To measure the potential of movement, look at another product: the Jibo robot. It was designed to replicate Google Home or Alexa in the Home Assistant market by being more relatable. Little, with all soft, rounded edges, Jibo is a robot made out of one screen-head and one eye. It moves all the time and most persons find it adorable – until it speaks with a flat, robotic-sounding voice devoid of emotion.
Sell like a human?
“The problem is that Jibo probably arrived too late and was too expensive,” said Gunkel. Created by Cynthia Breazeal, who directs the Personal Robots Group at MIT, Jibo had no access to the massive database that tech giants like Alibaba or Google have amassed.
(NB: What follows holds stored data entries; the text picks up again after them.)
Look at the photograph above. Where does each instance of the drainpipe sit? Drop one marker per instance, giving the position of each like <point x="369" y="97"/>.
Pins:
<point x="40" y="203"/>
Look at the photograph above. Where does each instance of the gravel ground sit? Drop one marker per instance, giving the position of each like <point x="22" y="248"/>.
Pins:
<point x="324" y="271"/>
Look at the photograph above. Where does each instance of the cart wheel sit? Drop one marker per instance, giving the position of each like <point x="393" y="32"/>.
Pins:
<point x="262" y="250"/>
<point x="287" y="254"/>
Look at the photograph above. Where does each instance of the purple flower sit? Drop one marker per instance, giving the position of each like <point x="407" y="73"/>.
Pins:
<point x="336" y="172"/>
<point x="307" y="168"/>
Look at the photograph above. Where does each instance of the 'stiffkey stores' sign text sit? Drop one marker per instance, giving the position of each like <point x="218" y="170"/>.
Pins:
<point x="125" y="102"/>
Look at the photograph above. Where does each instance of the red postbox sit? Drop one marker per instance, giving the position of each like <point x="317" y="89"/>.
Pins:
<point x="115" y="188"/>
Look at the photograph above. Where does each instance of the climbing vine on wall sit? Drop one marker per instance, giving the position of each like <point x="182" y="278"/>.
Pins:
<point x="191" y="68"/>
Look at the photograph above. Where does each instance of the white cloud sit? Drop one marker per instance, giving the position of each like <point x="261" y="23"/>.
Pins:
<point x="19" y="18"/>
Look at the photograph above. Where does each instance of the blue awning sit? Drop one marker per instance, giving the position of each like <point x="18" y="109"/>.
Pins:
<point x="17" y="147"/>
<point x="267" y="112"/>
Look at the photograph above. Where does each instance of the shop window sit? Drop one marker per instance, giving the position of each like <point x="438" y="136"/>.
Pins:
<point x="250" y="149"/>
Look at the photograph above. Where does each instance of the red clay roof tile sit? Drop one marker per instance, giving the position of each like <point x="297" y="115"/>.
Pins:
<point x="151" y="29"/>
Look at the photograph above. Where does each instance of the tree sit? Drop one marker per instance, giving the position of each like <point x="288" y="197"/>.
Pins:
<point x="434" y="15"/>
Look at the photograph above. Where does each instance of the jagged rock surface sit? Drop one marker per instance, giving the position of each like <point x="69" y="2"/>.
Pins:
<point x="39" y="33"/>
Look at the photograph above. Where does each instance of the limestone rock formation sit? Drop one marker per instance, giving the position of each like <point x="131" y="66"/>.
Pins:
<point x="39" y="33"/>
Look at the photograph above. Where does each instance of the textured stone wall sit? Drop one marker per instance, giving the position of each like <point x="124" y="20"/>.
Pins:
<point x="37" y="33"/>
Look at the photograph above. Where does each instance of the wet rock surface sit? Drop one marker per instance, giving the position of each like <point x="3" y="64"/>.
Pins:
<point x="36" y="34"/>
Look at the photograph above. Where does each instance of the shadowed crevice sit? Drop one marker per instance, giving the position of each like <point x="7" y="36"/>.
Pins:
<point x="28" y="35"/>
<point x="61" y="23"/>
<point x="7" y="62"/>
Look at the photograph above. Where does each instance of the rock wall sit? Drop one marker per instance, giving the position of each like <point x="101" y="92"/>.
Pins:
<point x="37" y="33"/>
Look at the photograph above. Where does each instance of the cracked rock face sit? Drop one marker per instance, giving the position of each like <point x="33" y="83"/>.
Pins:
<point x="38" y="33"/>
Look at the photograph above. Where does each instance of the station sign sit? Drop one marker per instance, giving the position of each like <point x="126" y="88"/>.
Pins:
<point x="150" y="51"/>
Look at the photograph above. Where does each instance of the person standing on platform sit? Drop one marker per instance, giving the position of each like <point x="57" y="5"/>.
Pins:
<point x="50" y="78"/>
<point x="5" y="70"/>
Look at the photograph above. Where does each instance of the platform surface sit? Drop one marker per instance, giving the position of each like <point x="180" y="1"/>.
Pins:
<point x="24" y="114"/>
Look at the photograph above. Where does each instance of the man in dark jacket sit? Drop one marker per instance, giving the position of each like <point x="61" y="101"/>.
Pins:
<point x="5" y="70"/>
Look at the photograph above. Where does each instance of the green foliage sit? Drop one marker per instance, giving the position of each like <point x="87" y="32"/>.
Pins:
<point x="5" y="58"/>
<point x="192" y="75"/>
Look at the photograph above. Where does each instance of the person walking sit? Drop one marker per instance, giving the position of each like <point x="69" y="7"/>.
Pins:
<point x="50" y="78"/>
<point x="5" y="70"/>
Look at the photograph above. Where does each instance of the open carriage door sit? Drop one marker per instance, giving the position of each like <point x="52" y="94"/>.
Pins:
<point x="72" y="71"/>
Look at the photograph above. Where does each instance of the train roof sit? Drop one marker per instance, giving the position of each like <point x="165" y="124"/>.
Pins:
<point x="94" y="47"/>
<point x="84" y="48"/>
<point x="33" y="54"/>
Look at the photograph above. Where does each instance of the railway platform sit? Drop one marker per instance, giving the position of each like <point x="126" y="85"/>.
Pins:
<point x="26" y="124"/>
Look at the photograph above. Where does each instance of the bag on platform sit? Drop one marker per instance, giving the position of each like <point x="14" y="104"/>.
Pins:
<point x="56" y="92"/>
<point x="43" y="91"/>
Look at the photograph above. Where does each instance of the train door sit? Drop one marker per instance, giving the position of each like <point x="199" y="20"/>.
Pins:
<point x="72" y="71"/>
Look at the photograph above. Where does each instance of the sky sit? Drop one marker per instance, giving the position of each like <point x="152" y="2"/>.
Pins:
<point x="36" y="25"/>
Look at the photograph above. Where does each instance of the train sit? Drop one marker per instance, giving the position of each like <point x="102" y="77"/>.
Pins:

As a result, it only had a limited set of vocal assistant functionalities. “It was sold for $899 … too expensive for an object that’s more ornamental than useful,” he adds. In December 2018, Jibo sold its shares and exited the market.
However seductive the idea of creating a technology that would combine all these functionalities into one, it could not survive in the market without commercial potential and applications. But while it’s not hard to predict money is the end game, it is harder to know when those changes will occur.
This doesn’t stop Gunkel from being positive about the future of chatbots. “We will probably see a lot of false starts. Jibo is only an example. Look at Apple: everyone knows the Macintosh today. But before the Mac, there was Lisa and it was a big failure because of a too complicated interface. Apple made it more affordable and simpler and the rest is history. Just look at what you’re holding.”